Scrimger took upon himself the task of saving this patient, but, as he was preparing to move, several direct hits were made on the house by the German artillery. Shrapnel burst through the rafters. Scrimger bent over his patient, protecting him with his body as the splinters fell around them, and finally, during a lull, carried him out of the blazing house on his back.

But in the open there was not even the protection of the shaky walls of the farm, and Scrimger had not gone far with his burden when he saw that the officer was too severely wounded to bear this kind of journeying. There was no shelter in sight, nothing but the shrapnel-swept wastes and the torn, shuddering earth.

Laying his patient down, Scrimger remained beside him, shielding him again with his own body, till help arrived later in the day.

VC

LIEUTENANT F. W. CAMPBELL, 1ST BATTALION

On the afternoon of the 15th of June, 1915, the 1st Canadian Infantry Battalion moved up to a jumping-off position in our front line, with two other battalions of the same brigade on its right, and a third in support. The 7th Division (British) was about to make an attempt to drive the Germans out of an important and formidable position known to our troops as "Stony Mountain," and the 1st Canadian Battalion had been told off to the task of covering and securing that division's right flank of attack. This meant the conquest and occupation of one hundred and fifty yards of the enemy's front line running southwards from "Stony Mountain" to another German stronghold called "Dorchester." It was too big a job to be undertaken in a casual, slap-dash manner or a happy-go-lucky spirit. Experts prepared it, and the artillery and the engineers took a hand in it.

We know that our gunners are always eager to fight at pistol range. Major George Ralston, C.F.A., had two guns of his battery dug into place and sand-bagged at a point in our fire-trench called "Duck's Bill" by the morning of the 15th. These guns had been brought up to and through Givenchy during the night, in the usual way, and from the forward edge of the village they had been "man-handled" into the places prepared for them. One was commanded by Lieutenant C. S. Craig and the other by Lieutenant L. S. Kelly. All was ready before daybreak. The German line opposite was only seventy-five yards away

During the afternoon our batteries, firing from normal positions in the rear, bombarded selected points of the hostile front. At 5.45 the field of fire of our two entrenched guns was uncovered by knocking away the parapet in front of them. They immediately opened fire; and in fifteen minutes they levelled the German parapet opposite for a distance of nearly two hundred yards, slashed the wire along the same frontage and disposed of six machine-gun emplacements.

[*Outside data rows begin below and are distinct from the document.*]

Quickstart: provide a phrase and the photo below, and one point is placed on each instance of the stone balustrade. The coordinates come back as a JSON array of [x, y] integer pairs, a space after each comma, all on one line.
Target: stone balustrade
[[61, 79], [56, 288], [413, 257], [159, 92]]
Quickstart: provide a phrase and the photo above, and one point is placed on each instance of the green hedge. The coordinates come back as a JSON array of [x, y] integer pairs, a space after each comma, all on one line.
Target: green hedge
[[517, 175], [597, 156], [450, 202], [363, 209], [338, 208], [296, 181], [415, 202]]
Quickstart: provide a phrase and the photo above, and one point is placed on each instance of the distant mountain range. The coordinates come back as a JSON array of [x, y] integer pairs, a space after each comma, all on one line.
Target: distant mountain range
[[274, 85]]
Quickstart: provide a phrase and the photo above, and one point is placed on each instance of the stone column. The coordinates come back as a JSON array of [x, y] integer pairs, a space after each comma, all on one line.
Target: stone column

Then we sprang a mine close in to the German trench; and then our infantry went over.

The leading company of the 1st Battalion charged across the open ground through the smoke and flying earth of the explosion. They were met and swung slightly from their course by withering machine-gun fire from Stony Mountain; but the unhit ran onwards, entered the hostile trench and took and occupied that system of defences called Dorchester. They fought to the left along the trench; but Stony Mountain itself held them off.

With the second wave of the attack came Lieutenant Campbell, his two Colt's machine-guns and their crews. On the way, before reaching the shelter of the captured trench, all the members of one of his gun-crews were wiped out. He got into the trench with only one of his guns and a few unwounded men. He immediately moved to the left towards Stony Mountain, until he was halted by a block in the trench. By this time one Private Vincent was the only man of his two crews still standing and unhit. All the others lay dead or wounded behind him. Vincent, who had been a lumberjack in the woods of Ontario in the days of peace, was as strong of body as of heart and a cool hand into the bargain. When his officer failed to find a suitable base for his gun in that particular position, Vincent saved time by offering his own broad back. So Campbell straddled Vincent's back with the tripod of the gun and opened fire on the enemy.

By this time our supply of bombs had given out and our attack was weakening. The Germans massed for a counter-attack. Campbell fired over a thousand rounds from his gun, from Vincent's back, dispersed the enemy's initial counter-attack, and afterwards maintained his position until the trench was entered by German bombers and he was seriously wounded. Then Vincent abandoned the tripod and dragged the gun away to safety.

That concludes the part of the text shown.